While I was twiddling my thumbs, watching rubbish films like Pirates 4 and venturing up to Twickenham Stadium to watch two rugby games in the space of seven days, my friends were sweating it out in the Indian heat .
My passport finally came back with the visa intact and within a few days I was on the Heathrow to Bangalore flight. A conversation with a Bangalorian sitting next to me on the plane confirmed many of my suspicions about India as a first time visitor: yes, Bangalore is very busy; yes, you should watch out for taxis and storekeepers trying to scam you; yes, the trains and buses couldn’t get any more crowded. But Andrah Pradesh? No tourists out there, hardly any crime, very traditional experience.
Certainly, walking out of the uber modern Bangalore airport at four in the morning and being confronted immediately by a Baskin-Robbins and a Subway was not quite what I was expecting from a country which I knew mainly from old Sharpe novels and certain parts of East London.
But as my taxi driver drove us out of Bangalore, the novelties of city life fell away around me. English signs advertising Sheraton hotels or jewelry stores were replaced by signs written in Hindi directing patrons to small shacks selling crisps, water and coconuts; bridges and tunnels disappeared and all that left was the road. For a few hours of my life, at least, I felt like Dean Moriarty, hurtling down that flat road into somewhere that I didn’t know, something that I had never experienced before.
As we dodged errant wild dogs which threw themselves in front of the wheels of the car and swerved to avoid cows or sheep which were simply sleeping in the middle of road, I was struck by just how totally different it was from where I had been just one day earlier. Skinny women sat on the ground, breaking nuts with a stone or a brick, with their children running around in the dirt, smiling and laughing and breaking out the biggest smiles in the entire world.
We arrived at SEDS at 7:30 AM, drove in through the golden-yellow gates and continued down the dusty driveway lined on both sides by tremendous coconut trees. SEDS’ motto is “Toward a Greener Tomorrow” – and on that front, they are certainly making progress.
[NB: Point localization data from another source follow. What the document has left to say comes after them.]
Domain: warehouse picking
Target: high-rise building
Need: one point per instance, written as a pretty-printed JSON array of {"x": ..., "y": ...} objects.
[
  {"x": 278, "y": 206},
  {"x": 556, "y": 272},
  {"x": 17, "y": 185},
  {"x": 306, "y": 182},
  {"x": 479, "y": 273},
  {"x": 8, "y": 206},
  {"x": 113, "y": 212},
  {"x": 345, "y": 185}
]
The driveway is paved with bright green royal oak trees which wouldn’t look out of place in Malibu, and the rest of the campus is chock full of coconut trees, bushes and plants.
Within a few hours I had awoken Douglas and Nikki and we were hurtling down the road in a resilient old Land Rover belonging to Rajen Joshua, one half of the married couple who created SEDS back in 1980. Rajen is a very large man with a big bushy mustache who carries a lot of respect around this rural area; I had previously heard that he had successfully repelled an attempt by the Indian mob to run him off the property.
As we drove down the road, Rajen exchanged harsh words with the driver of a small white car because he cut him off near the train track and literally ran into a cow that didn’t move out of his way fast enough. Twenty minutes later, we were bouncing along rocky trails which led into the Barren Hills where SEDS has set up watersheds to trap the few spats of water which fall over the monsoon season in manmade lakes in order to raise the water index and help nearby trees to grow. Rajen was very proud of the work that he and his organization has accomplished over the last thirty years and treated us three foreigners to an Indian picnic of fried chillis and mangoes in a shady grove in quite possibly the most isolated spot that I have ever been in.
We returned to SEDS and I collapsed on my bed, exhausted. Since then the experience has been a strange but culturally rewarding one. I hope to write a few more of these blog entries over the course of my three weeks here and try to show both my growing appreciation for the nobility and character of the Indian people as well as the work being accomplished by SEDS in this area.